So if CAVS provides the same (or better) anti-malware coverage as Windows Defender then CAVS is 38MB larger. When I saw the nearly 100MB memory footprint, I got turned off of CAVS. Yes, I included both real and virtual (pagefile) memory sizes because I am interested in how much memory, any type, an application requests to use. Even if I only look at the real memory usage, CAVS consumes 60MB wherease AVG-AV and WD together consume 26MB. There is still a huge difference in memory consumption by CAVS.

I don’t know why CAVS loads two instances of CAVse.exe. I even rebooted and still there were 2 instances of that process. The second instance of CAVse.exe adds 20MB real, 17MB virtual to the memory consumption. If the 2nd instance were eliminated, the consumption for CAVS would be about the same as for AVG-AV plus WD and then become a viable replacement if CAVS really does include the same or better anti-spyware protection of WD.

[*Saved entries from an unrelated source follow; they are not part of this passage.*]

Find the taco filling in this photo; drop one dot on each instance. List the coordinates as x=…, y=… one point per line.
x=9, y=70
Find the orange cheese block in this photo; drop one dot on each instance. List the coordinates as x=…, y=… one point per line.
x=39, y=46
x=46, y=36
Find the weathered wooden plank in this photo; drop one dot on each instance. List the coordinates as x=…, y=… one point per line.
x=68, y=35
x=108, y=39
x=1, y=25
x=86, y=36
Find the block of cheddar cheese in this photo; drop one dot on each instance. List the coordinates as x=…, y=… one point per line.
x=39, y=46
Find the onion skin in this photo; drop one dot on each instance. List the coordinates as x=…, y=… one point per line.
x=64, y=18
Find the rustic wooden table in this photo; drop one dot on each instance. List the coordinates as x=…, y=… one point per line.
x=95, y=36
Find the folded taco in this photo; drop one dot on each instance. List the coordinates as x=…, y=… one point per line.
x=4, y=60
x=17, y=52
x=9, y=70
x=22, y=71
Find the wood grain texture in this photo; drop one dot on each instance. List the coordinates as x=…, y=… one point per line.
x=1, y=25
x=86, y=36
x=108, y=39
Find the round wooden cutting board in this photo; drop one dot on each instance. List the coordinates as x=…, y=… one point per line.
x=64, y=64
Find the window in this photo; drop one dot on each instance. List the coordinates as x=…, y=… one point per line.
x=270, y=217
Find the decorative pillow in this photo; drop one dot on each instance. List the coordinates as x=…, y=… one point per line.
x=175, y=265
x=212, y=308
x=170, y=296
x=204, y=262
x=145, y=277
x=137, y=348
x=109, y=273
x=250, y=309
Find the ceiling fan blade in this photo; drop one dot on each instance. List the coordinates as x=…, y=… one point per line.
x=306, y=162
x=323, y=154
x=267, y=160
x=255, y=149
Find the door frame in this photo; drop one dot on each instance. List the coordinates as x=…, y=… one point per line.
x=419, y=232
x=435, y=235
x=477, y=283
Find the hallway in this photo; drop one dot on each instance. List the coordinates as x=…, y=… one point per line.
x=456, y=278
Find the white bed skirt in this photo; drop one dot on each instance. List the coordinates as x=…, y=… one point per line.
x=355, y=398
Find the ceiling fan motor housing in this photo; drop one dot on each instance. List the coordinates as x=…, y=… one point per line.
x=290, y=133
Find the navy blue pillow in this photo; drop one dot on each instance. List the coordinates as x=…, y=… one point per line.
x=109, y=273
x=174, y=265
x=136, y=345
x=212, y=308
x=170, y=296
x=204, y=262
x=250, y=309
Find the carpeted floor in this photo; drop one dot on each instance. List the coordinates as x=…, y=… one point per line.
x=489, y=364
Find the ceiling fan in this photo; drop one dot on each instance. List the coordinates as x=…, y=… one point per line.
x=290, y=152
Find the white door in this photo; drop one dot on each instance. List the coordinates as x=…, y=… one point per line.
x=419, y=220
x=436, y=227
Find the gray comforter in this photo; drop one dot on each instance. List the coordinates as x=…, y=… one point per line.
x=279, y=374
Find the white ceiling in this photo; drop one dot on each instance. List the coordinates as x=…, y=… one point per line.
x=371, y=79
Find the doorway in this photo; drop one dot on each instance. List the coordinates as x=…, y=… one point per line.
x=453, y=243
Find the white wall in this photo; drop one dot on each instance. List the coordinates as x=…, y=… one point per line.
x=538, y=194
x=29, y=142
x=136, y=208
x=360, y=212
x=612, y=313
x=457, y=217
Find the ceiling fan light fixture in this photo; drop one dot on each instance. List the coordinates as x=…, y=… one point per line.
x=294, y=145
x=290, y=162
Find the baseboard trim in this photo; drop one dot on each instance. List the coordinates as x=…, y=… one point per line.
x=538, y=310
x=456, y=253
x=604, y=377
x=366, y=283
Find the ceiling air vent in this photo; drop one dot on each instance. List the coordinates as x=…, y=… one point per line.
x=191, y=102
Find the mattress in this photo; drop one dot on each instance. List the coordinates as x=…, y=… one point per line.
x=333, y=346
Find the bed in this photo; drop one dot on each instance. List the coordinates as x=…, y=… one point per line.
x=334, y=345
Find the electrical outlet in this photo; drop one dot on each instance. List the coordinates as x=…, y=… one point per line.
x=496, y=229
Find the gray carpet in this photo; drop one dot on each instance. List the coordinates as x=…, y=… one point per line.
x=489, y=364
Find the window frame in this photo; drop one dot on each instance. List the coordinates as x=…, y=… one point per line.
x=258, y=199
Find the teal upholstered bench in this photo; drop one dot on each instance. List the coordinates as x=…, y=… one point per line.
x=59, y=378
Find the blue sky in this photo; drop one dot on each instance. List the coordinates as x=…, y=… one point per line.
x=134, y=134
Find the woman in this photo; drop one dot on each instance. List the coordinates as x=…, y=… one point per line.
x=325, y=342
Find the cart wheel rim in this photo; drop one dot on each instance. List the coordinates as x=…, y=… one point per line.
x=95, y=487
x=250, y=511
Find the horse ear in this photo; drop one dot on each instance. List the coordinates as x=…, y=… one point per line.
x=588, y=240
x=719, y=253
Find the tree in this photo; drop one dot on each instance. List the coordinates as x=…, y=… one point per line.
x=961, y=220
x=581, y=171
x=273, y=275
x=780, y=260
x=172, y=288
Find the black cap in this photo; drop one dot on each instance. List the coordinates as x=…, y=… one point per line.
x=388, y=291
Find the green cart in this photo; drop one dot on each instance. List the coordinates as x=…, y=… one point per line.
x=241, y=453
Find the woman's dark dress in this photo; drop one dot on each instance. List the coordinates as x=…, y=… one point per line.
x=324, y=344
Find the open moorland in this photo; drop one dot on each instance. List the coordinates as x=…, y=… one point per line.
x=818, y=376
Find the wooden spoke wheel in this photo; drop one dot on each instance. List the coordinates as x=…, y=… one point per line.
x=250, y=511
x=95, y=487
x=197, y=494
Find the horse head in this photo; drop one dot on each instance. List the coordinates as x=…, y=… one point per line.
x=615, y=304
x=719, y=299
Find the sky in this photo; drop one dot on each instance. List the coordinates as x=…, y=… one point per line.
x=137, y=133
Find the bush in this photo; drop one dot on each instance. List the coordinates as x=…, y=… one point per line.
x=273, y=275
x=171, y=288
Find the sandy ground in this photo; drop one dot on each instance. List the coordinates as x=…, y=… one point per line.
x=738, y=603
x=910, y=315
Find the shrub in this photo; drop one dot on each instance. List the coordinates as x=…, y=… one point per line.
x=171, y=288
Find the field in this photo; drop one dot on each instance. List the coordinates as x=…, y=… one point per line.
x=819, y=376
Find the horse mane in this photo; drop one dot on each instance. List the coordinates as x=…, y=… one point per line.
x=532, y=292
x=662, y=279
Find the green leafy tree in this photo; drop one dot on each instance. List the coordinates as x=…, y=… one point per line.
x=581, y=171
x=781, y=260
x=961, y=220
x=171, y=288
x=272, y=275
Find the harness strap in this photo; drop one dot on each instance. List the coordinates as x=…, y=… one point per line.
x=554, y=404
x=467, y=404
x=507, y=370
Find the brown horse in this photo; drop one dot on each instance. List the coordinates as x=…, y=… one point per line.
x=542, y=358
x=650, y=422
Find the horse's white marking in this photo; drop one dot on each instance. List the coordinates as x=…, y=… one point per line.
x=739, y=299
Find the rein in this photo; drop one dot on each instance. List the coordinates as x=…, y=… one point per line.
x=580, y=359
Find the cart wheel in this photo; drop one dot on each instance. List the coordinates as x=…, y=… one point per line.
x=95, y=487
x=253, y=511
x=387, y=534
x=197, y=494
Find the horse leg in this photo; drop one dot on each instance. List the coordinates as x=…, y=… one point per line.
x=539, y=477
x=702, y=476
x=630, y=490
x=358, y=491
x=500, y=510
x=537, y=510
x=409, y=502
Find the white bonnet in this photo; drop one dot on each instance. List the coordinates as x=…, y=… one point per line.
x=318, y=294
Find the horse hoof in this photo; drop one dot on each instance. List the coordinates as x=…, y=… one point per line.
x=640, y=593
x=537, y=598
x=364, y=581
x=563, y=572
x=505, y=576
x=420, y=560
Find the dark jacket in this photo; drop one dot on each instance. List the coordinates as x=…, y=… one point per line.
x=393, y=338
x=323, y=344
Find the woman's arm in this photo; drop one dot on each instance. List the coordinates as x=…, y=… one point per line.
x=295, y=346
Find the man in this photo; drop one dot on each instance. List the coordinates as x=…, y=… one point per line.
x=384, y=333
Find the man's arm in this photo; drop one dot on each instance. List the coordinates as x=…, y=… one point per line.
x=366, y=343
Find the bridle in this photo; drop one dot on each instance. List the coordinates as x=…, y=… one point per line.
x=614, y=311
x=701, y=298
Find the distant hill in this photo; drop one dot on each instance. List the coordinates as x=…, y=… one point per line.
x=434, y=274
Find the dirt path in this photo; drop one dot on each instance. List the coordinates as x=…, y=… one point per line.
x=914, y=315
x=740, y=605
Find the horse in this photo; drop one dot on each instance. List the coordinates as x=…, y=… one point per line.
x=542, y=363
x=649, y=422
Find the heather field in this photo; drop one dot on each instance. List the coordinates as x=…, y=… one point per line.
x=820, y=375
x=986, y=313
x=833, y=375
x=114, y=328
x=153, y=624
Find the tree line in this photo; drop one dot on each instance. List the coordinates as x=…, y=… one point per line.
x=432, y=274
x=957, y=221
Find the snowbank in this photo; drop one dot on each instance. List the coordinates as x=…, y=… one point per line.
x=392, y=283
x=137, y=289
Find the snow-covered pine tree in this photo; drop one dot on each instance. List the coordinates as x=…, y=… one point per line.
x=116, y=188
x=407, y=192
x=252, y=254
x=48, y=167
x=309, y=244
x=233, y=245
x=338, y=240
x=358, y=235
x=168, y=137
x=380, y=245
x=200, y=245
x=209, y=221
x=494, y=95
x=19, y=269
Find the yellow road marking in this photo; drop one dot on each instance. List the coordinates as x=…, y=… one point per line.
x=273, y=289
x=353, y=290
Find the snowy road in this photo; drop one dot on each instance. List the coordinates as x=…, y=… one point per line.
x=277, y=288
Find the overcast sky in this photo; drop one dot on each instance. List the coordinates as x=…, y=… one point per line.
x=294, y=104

BOClean is a possible replacement for ProcessGuard. However, CAVS is way too fat. This is a beta version. Any plans on addressing the huge memory consumption? If so, what is the expected GA (general availability) release date? I need to know when to check back for a non-beta version.


Maybe this should have gone in the CAVS Beta Corner forum but I don’t see a non-admin option available to let me change the forum for this post.

Having used CAVS previously, I can only confirm that it consumes a lot of RAM. The next version will consume less. There is no date yet, but if you let me make a wild guess, the next beta (3.0) will come by the end of this summer or during the autumn (Northern Europe season ;)).

It’s correct that two CAVse.exe are running. This is no bug or so, it’s to improve the efficiency of the program - faster scans.

/LA

Hi,

I think it’s good to improve performance but maybe there could be an option during the installation where the user is allowed to choose whether he wants percormance = 2 instances, maybe dualcore support would be good here or whether he wants to optimize memory usage = 1 instance.

Using 2 threads - isn’t it making the memory problem worse? Because 2 threads need some kind of a controller that tells them what two scan, so they don’t scan the same files, and some kind of a controller needs memory, right?

I also think that 2 threads are a problem for the disk and it slows down disk access. In my opinion my harddisk got much slower since I’ve installed CAVS, but not measured till now. Especially my a bit slow disk in my notebook is affected.